Path Planning under Time-Dependent Uncertainty
This addresses path planning under uncertainty for applications like transportation networks, but it is incremental as it builds on existing dynamic-programming methods with a weaker consistency condition.
The paper tackles the problem of finding optimal paths in graphs with time-dependent uncertain edge costs that have probabilistic dependencies, which violates standard dynamic-programming assumptions. It introduces a generalized dynamic-programming approach based on stochastic dominance, proves optimality, and tests it on stochastic bus networks with empirical performance comparisons.
Standard algorithms for finding the shortest path in a graph require that the cost of a path be additive in edge costs, and typically assume that costs are deterministic.
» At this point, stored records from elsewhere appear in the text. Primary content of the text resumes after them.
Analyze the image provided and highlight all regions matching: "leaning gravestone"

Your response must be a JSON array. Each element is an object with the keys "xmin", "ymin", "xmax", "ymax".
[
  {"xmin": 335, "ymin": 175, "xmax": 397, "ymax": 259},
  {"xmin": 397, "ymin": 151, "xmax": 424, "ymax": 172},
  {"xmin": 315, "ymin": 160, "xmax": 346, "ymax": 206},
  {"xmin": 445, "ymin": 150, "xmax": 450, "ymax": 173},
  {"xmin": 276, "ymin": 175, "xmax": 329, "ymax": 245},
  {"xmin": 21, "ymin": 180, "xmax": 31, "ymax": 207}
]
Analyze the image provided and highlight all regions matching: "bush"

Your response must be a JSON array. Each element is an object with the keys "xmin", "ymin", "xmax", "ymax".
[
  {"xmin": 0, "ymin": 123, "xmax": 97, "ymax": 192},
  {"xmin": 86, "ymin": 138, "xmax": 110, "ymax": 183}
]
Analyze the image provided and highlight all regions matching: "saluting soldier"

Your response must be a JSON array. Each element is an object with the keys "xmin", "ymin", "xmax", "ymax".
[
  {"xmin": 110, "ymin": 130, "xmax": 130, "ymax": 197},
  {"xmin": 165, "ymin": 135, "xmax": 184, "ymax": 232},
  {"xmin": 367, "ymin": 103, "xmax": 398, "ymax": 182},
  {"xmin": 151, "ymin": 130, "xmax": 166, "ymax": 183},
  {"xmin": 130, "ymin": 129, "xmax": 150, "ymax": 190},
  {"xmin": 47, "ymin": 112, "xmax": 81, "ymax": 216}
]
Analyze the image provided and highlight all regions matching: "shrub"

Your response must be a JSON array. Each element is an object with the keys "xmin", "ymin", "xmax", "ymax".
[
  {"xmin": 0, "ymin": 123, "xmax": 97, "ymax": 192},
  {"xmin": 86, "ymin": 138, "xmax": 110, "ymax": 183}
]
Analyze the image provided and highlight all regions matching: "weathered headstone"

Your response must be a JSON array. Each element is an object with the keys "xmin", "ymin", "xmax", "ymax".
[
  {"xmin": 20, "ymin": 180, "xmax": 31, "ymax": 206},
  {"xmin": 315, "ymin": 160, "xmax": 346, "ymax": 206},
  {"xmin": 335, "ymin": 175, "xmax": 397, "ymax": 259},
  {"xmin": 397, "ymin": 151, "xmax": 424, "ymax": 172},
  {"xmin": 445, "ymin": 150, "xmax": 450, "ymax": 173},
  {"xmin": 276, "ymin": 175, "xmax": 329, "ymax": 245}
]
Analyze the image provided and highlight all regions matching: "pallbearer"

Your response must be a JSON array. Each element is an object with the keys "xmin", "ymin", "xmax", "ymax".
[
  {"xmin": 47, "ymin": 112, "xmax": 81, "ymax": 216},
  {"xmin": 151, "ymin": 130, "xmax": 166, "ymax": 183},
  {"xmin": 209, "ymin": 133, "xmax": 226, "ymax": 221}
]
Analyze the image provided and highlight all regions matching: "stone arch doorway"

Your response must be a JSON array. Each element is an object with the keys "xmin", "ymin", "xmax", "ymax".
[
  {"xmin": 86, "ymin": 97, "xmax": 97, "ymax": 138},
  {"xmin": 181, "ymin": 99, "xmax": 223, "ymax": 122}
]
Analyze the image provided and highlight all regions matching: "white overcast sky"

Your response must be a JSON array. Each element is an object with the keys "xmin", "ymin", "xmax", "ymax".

We consider the problem of uncertain edge costs, with potential probabilistic dependencies among the costs. Although these dependencies violate the standard dynamic-programming decomposition, we identify a weaker stochastic consistency condition that justifies a generalized dynamic-programming approach based on stochastic dominance. We present a revised path-planning algorithm and prove that it produces optimal paths under time-dependent uncertain costs. We test the algorithm by applying it to a model of stochastic bus networks, and present empirical performance results comparing it to some alternatives. Finally, we consider extensions of these concepts to a more general class of problems of heuristic search under uncertainty.